The server speaks MCP over stdio, which is what desktop agent clients expect.

Exposed tools

ToolReturns
statsnode/relation counts by kind and the resolver status
findnodes whose name matches a query
callersfunctions/methods that call a node
calleesfunctions/methods a node calls
referencesnodes that reference a node
neighborsnodes within depth hops of a node
boundariesevery cross-language boundary with its exposers and consumers
communicates_withconsumer → provider edges across languages

Node results are returned as compact dicts (id, kind, qualified_name, name, file_path), which keeps responses small enough to fit comfortably in an agent's context.

Wiring it into a client

Most MCP clients are configured with a command to launch.

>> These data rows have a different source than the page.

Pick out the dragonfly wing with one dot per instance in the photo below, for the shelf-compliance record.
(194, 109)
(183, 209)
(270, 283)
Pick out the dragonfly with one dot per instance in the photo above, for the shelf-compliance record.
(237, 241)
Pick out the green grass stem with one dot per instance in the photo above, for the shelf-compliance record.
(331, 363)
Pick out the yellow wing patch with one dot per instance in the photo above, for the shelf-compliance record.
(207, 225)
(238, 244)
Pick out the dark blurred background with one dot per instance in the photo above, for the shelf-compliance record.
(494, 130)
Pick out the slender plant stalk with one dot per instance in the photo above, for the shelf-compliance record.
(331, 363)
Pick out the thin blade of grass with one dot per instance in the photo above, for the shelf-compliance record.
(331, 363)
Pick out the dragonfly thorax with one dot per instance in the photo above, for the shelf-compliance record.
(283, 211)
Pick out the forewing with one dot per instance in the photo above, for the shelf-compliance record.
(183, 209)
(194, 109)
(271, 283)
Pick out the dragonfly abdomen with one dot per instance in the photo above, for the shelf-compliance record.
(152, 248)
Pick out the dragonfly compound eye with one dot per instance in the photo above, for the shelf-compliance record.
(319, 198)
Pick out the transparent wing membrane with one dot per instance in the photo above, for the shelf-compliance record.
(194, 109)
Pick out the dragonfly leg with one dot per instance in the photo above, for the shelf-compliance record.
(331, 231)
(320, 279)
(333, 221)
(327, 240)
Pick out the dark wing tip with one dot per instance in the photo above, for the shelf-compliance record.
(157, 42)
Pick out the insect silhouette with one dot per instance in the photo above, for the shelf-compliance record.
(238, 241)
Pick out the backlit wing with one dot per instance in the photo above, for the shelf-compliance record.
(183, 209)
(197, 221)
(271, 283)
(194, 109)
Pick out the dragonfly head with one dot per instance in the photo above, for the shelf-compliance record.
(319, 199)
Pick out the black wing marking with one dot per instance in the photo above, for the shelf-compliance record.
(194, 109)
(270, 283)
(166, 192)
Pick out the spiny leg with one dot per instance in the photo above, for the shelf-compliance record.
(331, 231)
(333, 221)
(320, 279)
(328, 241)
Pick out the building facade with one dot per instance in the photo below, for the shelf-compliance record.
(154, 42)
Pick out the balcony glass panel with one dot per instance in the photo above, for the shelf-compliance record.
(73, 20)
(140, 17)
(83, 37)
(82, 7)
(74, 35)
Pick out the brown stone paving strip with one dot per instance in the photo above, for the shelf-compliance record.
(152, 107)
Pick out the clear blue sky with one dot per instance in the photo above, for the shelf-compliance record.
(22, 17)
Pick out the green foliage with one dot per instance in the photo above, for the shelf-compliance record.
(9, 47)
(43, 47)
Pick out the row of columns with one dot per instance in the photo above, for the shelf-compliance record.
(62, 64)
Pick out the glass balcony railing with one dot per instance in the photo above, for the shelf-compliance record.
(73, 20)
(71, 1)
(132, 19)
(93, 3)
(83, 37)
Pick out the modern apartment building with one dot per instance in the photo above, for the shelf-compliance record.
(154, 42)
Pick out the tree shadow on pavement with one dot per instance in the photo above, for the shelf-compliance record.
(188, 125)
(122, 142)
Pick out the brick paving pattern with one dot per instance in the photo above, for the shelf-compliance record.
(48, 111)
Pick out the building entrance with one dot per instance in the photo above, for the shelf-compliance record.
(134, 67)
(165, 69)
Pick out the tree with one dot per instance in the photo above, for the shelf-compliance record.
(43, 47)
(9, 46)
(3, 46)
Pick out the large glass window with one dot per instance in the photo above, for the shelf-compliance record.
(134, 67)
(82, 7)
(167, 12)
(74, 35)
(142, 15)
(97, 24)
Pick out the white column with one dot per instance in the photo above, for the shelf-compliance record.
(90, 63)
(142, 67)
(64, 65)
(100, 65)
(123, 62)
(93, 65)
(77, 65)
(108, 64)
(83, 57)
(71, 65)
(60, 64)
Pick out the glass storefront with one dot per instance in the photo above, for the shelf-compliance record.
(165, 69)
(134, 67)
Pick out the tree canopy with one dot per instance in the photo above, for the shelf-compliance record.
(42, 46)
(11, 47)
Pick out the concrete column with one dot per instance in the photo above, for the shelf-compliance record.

Point the client at the graphlens mcp invocation, for example:

{
"mcpServers": {
"graphlens": {
"command": "graphlens",
"args": ["mcp", "--graph", "/absolute/path/to/graph.json"]
}
}
}

Regenerate graph.json (with graphlens analyze --output) whenever the code changes so the agent is querying a current graph — for example as a step in the same CI job that indexes the repository.

Why serve a graph instead of files?

  • Precision — the agent gets resolved CALLS/REFERENCES edges, not a best-effort text search.
  • Token efficiency — answers are small structured lists, not file dumps.
  • Cross-language awarenesscommunicates_with and boundaries surface relationships no single-language tool can see.